Хочу сказать, что тот редакторский и цензурный произвол, о котором пишет Быков, еще не был тогда направлен против него лично — таков был общий порядок вещей, жертвой которого он оказывался, били, как мы в военную пору говорили, по площадям. Но это были еще цветочки, ягодки поспеют потом, когда на смену некоторым либеральным веяниям «оттепели» придут сусловско-брежневские «заморозки» и Быков станет персональным объектом целенаправленной травли (впрочем, об этом речь впереди).
Эта тема «яростного чиновничьего сопротивления», с которым ему приходилось часто сталкиваться, много раз так или иначе возникала в его письмах и, естественно, в наших разговорах, когда мы познакомились и стали встречаться.
Приведу еще несколько отрывков на эту больную тему из его писем.
«В настоящее время ничего не пишу и не хочется. Военная тема неисчерпаема, и в ней нашлось бы что сказать мне, но, чувствую, где-то она изживает себя в народе, особенно после таких триумфальных и официальных юбилеев, как в прошлом году, читатель отворачивается, хочется чего-то другого. Но для другого нужна гораздо большая степень правды, чем та, которой литература обладает сегодня».
«Спасибо тебе за письмо и рецензию — сам понимаешь, насколько важно для меня твое суждение о моей новой повести. Признаться, я уже побаивался, думал — не понравилась. Хотя, конечно, я понимаю, что мудрено ей понравиться в таком виде — отжатом и обскубанном — ведь несколько месяцев только тем и занимались, что приглаживали и подрезали все, что, разумеется, самое важное. Потому вот так и получается, что хочешь и ждешь напечатания, а напечатаешься и видишь, что радоваться нечему. И винить-то некого: все хорошие ребята и никто тебе зла не хотел.
Ну а теперь начинается второе действие: Москва-то пока молчит. А здесь уже заговорила крупнокалиберная артиллерия — в газетах статьи на полполосы — разгром полный.
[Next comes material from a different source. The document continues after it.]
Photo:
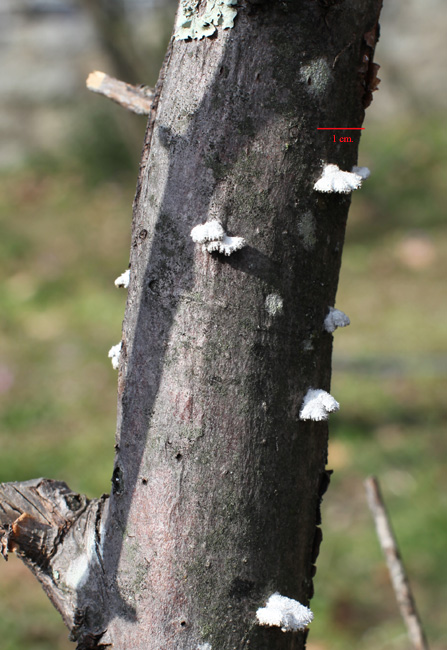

Оказывается, такого на войне не было, все было не так, командиры и бойцы были другие, автор исказил, извратил, очернил, опоганил. Терплю, что делать!»
Как часто в его письмах после рассказа о подобного рода неприятностях и невзгодах возникает повторяющаяся формула вынужденного горемычного долготерпения: «Ну как-нибудь…».
И как он радовался, когда изредка вдруг проносило без ножниц и заплат, когда так называемый «редакционный процесс» проходил без искажающей смысл и стиль правки:
«Вышла наконец „Нева“ с повестью. Ленинградцы молодцы, я их люблю за то, что они особенно не лезут ни в систему образов, ни в язык и бережно правят — так, чуть-чуть. Кажется, в повести ничего не переиначено».
Я бы не хотел, однако, чтобы после этих цитат (а количество их можно было без труда увеличить) у читателей возникло впечатление окружавшего Быкова непроглядного мрака.
Конечно, его хмуро-настороженное отношение не только к редакторско-цензурному произволу, но вообще к окружающей нас тяжелой действительности в немалой степени было связано с тем, что в своих книгах на протяжении долгих лет он был погружен в трагический материал жестокой, ужасной войны.